Cortex_m backend: Add IO quantizers + tests of non rescaling ops

AdrianLundell · AdrianLundell · commit 6ac176f1699d · 2025-11-04T11:52:24.000+01:00
A number of ops only handles shape/meta-data without changing the dynamic range. In these cases, no rescaling needs to be performed and the int8 portable_ops kernel can be used directly. A new test is added to ensure this behaviour, as well as a test showing how operators which does change the dynamic range (SUB) are not supported. To support quantization of graphs with no-rescale ops in the beginning/ end of the graph, two new quantizers InputQuantizer and OutputQuantizer are introduced. By explicitly stating the dtype of the input/output, no-rescale ops inherit dtypes from them as with any other op. This change exposes the issue of mixing dtypes within the graph, which adds back xfails for the broadcasted add and mul tests. This can be fixed in a future patch after pytorch#15300 is resolved. Signed-off-by: Adrian Lundell <adrian.lundell@arm.com> Change-Id: I8f79b86b633f9ad8d9f183c914754b0ee2f7a87c
diff --git a/backends/cortex_m/quantizer/quantizer.py b/backends/cortex_m/quantizer/quantizer.py
@@ -15,6 +15,9 @@
     INT8_BINARY_OPS_OPERATOR_CONFIG,
     INT8_LINEAR_OPERATOR_CONFIG,
 )
+from executorch.backends.cortex_m.quantizer.quantization_configs import (
+    INT8_PER_TENSOR_CONFIG,
+)
 from torch._ops import OpOverload
 from torch.fx import GraphModule, Node
 from torchao.quantization.pt2e.quantizer import (
@@ -49,6 +52,8 @@ def __init__(self) -> None:
                 INT8_BINARY_OPS_OPERATOR_CONFIG, filter_fn=self.broadcasting_filter
             ),
             OperatorConfigQuantizer(INT8_LINEAR_OPERATOR_CONFIG),
+            InputQuantizer(INT8_PER_TENSOR_CONFIG),
+            OutputQuantizer(INT8_PER_TENSOR_CONFIG),
         ]
         super().__init__(quantizers)
 
@@ -196,3 +201,58 @@ def annotate(self, model: GraphModule) -> None:
 
     def validate(self, model: GraphModule) -> bool:
         return True
+
+
+class InputQuantizer(Quantizer):
+    """
+    Quantizes only the input activations of the graph.
+    """
+
+    def __init__(
+        self,
+        quantization_config: QuantizationConfig,
+        filter_fn: Callable[[Node], bool] = lambda node: False,
+    ) -> None:
+        self.quantization_config = quantization_config
+        self.filter_fn = filter_fn
+
+    def annotate(self, model: GraphModule) -> None:
+        for node in model.graph.nodes:
+            is_placeholder = node.op == "placeholder"

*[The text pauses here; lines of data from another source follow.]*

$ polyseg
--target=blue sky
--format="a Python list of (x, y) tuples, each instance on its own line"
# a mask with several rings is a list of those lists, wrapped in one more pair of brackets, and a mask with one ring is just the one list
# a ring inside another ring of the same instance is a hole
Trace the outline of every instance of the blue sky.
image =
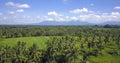
[(120, 0), (0, 0), (0, 24), (120, 21)]

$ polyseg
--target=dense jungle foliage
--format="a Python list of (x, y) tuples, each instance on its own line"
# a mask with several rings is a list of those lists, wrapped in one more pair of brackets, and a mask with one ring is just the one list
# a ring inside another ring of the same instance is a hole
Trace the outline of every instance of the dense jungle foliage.
[(0, 46), (0, 63), (120, 63), (119, 27), (0, 27), (0, 39), (31, 36), (53, 37), (44, 49), (35, 43), (27, 47), (21, 41), (13, 47)]

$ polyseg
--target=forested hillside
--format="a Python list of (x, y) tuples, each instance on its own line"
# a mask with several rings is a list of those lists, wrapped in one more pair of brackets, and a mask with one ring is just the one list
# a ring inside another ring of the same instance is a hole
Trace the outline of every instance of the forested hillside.
[(29, 47), (22, 40), (14, 46), (4, 43), (0, 45), (0, 63), (120, 63), (119, 27), (0, 27), (0, 44), (9, 38), (36, 36), (49, 37), (46, 42), (38, 38), (45, 42), (44, 49), (40, 48), (42, 42)]

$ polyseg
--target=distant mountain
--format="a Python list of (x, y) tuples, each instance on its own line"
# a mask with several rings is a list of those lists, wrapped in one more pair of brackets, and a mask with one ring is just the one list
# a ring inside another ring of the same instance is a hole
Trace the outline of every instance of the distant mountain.
[(106, 25), (106, 24), (109, 24), (109, 25), (120, 25), (120, 21), (107, 21), (107, 22), (101, 23), (100, 25)]
[(43, 21), (40, 23), (36, 23), (34, 25), (92, 25), (91, 23), (88, 22), (81, 22), (81, 21)]

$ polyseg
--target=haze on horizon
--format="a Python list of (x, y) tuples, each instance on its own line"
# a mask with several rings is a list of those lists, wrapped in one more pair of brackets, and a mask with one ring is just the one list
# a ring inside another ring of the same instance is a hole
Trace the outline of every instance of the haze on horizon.
[(0, 24), (120, 22), (120, 0), (0, 0)]

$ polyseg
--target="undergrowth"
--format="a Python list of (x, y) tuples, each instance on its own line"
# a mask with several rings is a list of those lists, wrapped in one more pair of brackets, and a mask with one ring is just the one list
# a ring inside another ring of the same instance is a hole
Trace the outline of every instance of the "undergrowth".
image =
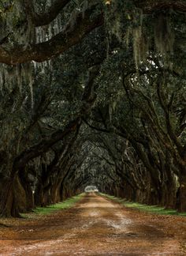
[(21, 216), (24, 218), (35, 217), (35, 215), (46, 215), (54, 213), (56, 211), (69, 209), (74, 205), (76, 202), (80, 201), (84, 196), (84, 193), (73, 198), (68, 198), (61, 202), (50, 205), (46, 207), (37, 207), (33, 209), (31, 213), (22, 213)]
[(127, 201), (125, 198), (116, 198), (110, 194), (106, 194), (102, 193), (100, 193), (100, 194), (111, 200), (113, 200), (117, 202), (119, 202), (121, 205), (124, 205), (125, 207), (136, 209), (140, 211), (143, 211), (143, 212), (147, 212), (147, 213), (155, 213), (155, 214), (178, 215), (178, 216), (186, 216), (186, 213), (178, 213), (175, 209), (166, 209), (164, 207), (160, 207), (157, 205), (142, 205), (140, 203)]

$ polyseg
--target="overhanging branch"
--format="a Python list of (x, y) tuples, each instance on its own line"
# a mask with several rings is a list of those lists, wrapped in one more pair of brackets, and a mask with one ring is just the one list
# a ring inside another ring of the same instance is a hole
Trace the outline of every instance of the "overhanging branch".
[(0, 62), (9, 65), (32, 60), (41, 62), (64, 53), (80, 42), (93, 29), (103, 24), (102, 13), (94, 16), (94, 17), (91, 17), (96, 8), (97, 5), (94, 5), (85, 11), (84, 15), (82, 13), (78, 13), (74, 26), (72, 26), (69, 21), (62, 32), (46, 42), (30, 45), (27, 49), (24, 45), (18, 46), (9, 51), (1, 45)]

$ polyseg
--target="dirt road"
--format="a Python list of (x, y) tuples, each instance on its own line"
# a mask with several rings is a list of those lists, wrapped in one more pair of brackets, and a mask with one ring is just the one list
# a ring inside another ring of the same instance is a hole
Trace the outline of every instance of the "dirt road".
[(90, 194), (70, 209), (0, 227), (0, 255), (186, 255), (186, 219)]

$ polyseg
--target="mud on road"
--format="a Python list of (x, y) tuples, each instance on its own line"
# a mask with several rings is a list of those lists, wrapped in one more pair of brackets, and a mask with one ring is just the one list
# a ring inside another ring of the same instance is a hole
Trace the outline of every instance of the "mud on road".
[(126, 209), (99, 194), (0, 226), (0, 255), (186, 255), (186, 218)]

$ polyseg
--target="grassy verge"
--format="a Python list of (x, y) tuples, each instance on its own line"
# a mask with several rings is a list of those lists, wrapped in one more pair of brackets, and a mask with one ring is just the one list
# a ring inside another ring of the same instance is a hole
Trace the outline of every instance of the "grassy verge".
[(21, 216), (24, 218), (34, 218), (36, 216), (39, 216), (40, 215), (46, 215), (54, 213), (56, 211), (69, 209), (75, 205), (76, 202), (80, 201), (84, 194), (80, 194), (75, 197), (68, 198), (61, 202), (59, 202), (55, 205), (48, 205), (46, 207), (37, 207), (33, 209), (33, 212), (31, 213), (22, 213)]
[(166, 209), (164, 207), (160, 207), (157, 205), (141, 205), (136, 202), (126, 201), (125, 198), (116, 198), (114, 196), (111, 196), (110, 194), (101, 194), (101, 195), (108, 198), (109, 199), (113, 200), (117, 202), (124, 205), (125, 207), (130, 207), (132, 209), (136, 209), (140, 211), (143, 211), (155, 214), (166, 214), (166, 215), (177, 215), (177, 216), (186, 216), (186, 213), (177, 213), (174, 209)]

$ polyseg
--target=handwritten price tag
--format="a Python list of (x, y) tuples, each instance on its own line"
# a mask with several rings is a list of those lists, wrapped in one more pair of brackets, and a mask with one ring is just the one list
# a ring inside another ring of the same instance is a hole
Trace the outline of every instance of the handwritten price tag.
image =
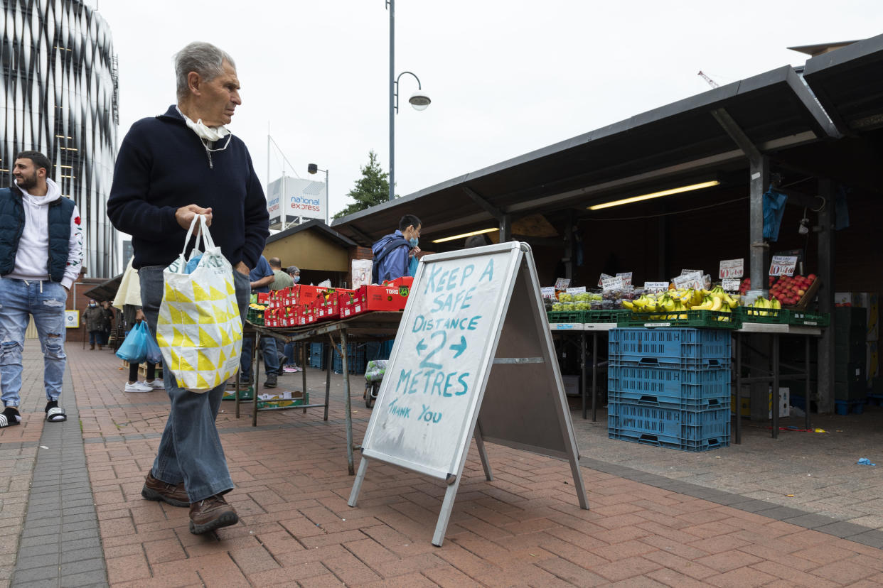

+            is_filtered = self.filter_fn(node)
+            if is_placeholder and not is_filtered:
+                node.meta[Q_ANNOTATION_KEY] = QuantizationAnnotation(
+                    {}, self.quantization_config.output_activation
+                )
+
+    def validate(self, model: GraphModule) -> bool:
+        return True
+
+
+class OutputQuantizer(Quantizer):
+    """
+    Quantizes only the output activations of the graph.
+    """
+
+    def __init__(
+        self,
+        quantization_config: QuantizationConfig,
+        filter_fn: Callable[[Node], bool] = lambda node: False,
+    ) -> None:
+        self.quantization_config = quantization_config
+        self.filter_fn = filter_fn
+
+    def annotate(self, model: GraphModule) -> None:
+        output_node = model.graph.output_node()
+        input_qspec_map = {
+            n: self.quantization_config.input_activation
+            for n in output_node.all_input_nodes
+            if not self.filter_fn(n)
+        }
+        output_qspec = self.quantization_config.output_activation
+        output_node.meta[Q_ANNOTATION_KEY] = QuantizationAnnotation(
+            input_qspec_map, output_qspec
+        )
+
+    def validate(self, model: GraphModule) -> bool:
+        return True
diff --git a/backends/cortex_m/test/misc/test_quantization.py b/backends/cortex_m/test/misc/test_quantization.py
@@ -0,0 +1,156 @@
+# Copyright 2025 Arm Limited and/or its affiliates.
+#
+# This source code is licensed under the BSD-style license found in the
+# LICENSE file in the root directory of this source tree.
+
+
+import pytest
+import torch
+from executorch.backends.arm._passes.arm_pass_utils import get_first_fake_tensor
+from executorch.backends.arm.test.common import parametrize
+from executorch.backends.cortex_m.test.tester import (
+    CortexMTester,
+    McuTestCase,
+    ramp_tensor,
+)
+from executorch.exir.dialects._ops import ops as exir_ops
+
+
+class CortexMInheritAllOps(torch.nn.Module):
+    ops_before_transforms = {
+        "executorch_exir_dialects_edge__ops_quantized_decomposed_quantize_per_tensor_default": 3,
+        "executorch_exir_dialects_edge__ops_quantized_decomposed_dequantize_per_tensor_default": 3,
+    }
+
+    ops_after_transforms = {
+        "executorch_exir_dialects_edge__ops_cortex_m_quantize_per_tensor_default": 1,
+        "executorch_exir_dialects_edge__ops_cortex_m_dequantize_per_tensor_default": 1,
+    }
+
+    def forward(self, x):
+        # x shape: (1, 3, 4, 5)
+        x = x + x
+        x = torch.ops.aten.squeeze.default(x)  # Remove dim 0: (3, 4, 5)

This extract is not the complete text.